De acordo com Paulo Godoy, presidente da ABDIB, apesar de muito precisar ser feito até a Copa, o Brasil tem todas as condições para receber o evento. Ele lembrou que as obras necessárias para os jogos devem trazer melhorias de infraestrutura e prestação de serviços públicos para todos os moradores das cidades mesmo depois do evento, e que não será preciso fazer grandes intervenções para as cidades-sede se adequarem aos padrões da Fifa. Confira:

O estudo da ABDIB analisa detalhadamente a situação das cidades brasileiras que serão sede dos jogos em nove tópicos: aeroportos, energia, hotéis, mobilidade urbana, portos, telecomunicações, segurança, saneamento básico e saúde. A partir destes pontos foram definidos 49 indicativos das condições de cada cidade e elaborada uma ferramenta digital de gestão que permite consulta simples em cada setor.

Após a reunião – que também contou com a presença do ministro dos Esportes, Orlando Silva, e do presidente da Confederação Brasileira de Futebol (CBF), Ricardo Teixeira – o ministro explicou que o governo precisará de algum tempo para analisar o estudo, que é bem detalhado, para saber exatamente quais investimentos precisam ser feitos e qual será o valor investido – parte pelos governos federal, estadual e municipal e parte pela iniciativa privada.
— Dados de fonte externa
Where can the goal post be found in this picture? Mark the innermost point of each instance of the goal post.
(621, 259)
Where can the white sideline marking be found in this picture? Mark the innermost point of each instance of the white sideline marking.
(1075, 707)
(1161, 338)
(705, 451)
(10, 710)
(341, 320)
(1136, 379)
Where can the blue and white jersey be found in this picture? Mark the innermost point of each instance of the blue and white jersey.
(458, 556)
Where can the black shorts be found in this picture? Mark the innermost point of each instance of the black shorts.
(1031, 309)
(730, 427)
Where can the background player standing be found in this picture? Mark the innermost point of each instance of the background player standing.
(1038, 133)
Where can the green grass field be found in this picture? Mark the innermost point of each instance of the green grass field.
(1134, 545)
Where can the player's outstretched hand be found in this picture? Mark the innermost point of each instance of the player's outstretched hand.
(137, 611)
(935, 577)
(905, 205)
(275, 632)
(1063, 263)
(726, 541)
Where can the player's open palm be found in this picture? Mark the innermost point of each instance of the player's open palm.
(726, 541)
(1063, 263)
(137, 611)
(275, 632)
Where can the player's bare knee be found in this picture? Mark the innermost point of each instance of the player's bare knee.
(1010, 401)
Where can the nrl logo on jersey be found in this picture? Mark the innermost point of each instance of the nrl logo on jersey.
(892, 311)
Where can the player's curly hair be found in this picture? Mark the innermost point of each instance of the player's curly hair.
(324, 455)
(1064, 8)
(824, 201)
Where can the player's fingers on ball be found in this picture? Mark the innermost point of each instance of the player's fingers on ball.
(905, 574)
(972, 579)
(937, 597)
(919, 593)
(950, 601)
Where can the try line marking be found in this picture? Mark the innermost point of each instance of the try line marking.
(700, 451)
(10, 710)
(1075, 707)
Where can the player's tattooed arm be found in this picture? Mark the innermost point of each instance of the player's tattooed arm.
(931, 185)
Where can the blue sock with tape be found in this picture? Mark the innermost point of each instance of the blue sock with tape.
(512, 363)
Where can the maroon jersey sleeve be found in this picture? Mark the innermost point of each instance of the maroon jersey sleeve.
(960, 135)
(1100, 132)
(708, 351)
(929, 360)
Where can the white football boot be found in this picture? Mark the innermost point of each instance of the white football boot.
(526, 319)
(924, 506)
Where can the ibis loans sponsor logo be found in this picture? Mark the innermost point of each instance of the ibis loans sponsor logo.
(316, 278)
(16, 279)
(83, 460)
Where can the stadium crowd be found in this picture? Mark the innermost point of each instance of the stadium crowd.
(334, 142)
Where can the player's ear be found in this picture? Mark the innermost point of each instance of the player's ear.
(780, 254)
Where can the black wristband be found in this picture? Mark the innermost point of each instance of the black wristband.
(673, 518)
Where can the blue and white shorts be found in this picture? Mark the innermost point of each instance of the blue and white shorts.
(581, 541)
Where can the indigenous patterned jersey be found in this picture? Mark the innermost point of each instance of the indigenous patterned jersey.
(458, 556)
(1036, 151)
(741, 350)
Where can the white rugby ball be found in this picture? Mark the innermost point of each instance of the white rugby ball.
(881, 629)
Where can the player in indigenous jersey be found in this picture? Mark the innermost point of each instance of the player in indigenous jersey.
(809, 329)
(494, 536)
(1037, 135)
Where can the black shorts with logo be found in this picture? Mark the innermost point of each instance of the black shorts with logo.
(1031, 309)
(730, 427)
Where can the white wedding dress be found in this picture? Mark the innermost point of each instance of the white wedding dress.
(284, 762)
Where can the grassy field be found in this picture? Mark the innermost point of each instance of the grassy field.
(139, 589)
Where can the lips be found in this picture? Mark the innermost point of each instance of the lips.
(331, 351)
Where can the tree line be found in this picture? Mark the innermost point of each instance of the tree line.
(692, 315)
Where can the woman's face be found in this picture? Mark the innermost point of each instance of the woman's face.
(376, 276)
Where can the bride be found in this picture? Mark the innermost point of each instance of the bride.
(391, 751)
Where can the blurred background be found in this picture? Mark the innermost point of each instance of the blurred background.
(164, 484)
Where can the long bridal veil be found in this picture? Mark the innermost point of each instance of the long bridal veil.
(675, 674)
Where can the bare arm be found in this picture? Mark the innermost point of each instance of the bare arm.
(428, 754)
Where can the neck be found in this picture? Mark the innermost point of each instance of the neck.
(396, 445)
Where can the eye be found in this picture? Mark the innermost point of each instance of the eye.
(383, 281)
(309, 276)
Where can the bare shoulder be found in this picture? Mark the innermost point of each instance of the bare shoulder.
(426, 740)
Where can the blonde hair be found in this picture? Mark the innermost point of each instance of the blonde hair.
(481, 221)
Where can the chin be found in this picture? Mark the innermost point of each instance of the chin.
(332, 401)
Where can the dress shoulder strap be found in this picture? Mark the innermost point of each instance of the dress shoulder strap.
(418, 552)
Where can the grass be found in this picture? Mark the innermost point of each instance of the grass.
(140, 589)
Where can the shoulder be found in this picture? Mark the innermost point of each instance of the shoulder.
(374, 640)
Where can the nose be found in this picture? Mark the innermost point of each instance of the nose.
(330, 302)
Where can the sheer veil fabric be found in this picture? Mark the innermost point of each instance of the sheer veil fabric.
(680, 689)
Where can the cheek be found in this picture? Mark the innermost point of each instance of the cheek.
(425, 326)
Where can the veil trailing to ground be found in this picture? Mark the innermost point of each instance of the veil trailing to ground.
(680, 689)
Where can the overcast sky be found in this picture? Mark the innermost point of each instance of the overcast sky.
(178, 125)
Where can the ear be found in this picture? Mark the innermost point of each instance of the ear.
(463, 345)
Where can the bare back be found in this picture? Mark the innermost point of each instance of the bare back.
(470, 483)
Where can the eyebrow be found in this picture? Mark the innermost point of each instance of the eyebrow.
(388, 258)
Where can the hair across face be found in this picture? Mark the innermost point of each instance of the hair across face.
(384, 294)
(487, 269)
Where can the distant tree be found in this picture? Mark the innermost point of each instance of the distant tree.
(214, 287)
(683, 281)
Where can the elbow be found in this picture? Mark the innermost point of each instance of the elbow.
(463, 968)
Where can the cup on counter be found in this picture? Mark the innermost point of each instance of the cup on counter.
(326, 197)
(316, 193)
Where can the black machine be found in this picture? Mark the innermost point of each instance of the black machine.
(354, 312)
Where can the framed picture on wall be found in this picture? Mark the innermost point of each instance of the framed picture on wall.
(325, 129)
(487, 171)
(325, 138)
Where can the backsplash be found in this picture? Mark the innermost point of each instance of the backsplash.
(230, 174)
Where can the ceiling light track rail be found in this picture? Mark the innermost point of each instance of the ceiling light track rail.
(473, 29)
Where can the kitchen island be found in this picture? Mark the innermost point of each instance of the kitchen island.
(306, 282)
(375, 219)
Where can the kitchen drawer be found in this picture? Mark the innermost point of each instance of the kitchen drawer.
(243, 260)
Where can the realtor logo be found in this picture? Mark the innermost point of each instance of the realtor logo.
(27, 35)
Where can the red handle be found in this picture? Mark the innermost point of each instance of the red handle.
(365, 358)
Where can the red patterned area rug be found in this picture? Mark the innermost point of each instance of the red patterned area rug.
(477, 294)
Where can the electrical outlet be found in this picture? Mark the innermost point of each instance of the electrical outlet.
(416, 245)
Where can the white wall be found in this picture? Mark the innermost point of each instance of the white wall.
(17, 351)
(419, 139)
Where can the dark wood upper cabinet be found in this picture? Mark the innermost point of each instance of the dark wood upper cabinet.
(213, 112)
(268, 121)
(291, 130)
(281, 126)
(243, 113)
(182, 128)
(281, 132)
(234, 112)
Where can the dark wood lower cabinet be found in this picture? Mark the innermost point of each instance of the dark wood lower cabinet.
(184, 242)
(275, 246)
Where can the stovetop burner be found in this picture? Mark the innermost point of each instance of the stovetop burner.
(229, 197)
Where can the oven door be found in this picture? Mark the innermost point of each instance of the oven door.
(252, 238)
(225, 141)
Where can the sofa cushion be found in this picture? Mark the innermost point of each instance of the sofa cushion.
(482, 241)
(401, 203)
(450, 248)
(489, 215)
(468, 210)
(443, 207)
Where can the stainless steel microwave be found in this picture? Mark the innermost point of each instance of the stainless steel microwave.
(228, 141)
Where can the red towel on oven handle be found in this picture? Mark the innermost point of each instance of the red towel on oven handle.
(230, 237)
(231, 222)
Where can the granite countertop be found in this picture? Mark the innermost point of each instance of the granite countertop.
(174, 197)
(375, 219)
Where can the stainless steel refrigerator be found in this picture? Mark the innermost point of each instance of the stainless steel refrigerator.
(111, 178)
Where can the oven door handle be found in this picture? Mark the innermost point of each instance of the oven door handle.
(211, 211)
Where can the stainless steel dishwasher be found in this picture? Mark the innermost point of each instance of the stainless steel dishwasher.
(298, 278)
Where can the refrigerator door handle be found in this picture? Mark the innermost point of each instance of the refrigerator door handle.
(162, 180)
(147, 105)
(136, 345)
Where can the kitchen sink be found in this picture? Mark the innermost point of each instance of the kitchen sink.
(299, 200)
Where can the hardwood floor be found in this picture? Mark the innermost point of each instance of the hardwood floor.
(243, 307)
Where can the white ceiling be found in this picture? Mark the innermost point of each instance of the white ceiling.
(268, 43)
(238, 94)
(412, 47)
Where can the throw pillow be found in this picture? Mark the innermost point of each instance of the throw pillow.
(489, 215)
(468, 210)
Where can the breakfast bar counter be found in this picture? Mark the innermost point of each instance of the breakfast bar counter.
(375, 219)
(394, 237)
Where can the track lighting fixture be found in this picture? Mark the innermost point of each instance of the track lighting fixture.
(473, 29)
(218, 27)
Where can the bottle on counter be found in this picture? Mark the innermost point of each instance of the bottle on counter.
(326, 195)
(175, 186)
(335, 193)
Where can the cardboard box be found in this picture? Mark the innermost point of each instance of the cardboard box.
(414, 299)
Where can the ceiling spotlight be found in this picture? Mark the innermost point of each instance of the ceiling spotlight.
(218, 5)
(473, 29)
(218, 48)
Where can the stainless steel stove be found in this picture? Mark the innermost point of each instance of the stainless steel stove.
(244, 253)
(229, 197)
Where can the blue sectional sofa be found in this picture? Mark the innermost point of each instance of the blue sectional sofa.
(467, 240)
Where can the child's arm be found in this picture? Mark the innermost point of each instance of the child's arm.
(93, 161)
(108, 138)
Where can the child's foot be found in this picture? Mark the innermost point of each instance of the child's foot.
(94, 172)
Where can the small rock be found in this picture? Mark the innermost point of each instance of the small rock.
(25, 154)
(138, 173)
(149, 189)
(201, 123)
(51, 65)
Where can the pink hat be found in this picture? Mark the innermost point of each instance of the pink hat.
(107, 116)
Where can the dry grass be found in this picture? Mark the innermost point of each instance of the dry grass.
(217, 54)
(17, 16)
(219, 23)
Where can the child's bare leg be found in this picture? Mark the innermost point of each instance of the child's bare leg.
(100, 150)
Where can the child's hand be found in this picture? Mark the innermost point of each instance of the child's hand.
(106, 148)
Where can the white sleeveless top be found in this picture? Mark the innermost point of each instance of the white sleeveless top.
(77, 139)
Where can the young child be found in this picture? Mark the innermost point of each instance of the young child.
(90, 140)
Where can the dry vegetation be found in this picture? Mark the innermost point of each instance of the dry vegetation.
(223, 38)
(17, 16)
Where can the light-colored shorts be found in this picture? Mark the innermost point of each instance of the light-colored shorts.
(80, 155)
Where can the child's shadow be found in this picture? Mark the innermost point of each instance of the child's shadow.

Orlando disse que a partir da semana que vem serão realizadas reuniões do governo federal com representantes dos estados e prefeituras para avaliar separadamente as condições de cada cidade.

As cidades-sede da Copa de 2014 no Brasil serão Belo Horizonte, Cuiabá, Curitiba, Fortaleza, Manaus, Natal, Porto Alegre, Recife, Rio de Janeiro, Salvador e São Paulo.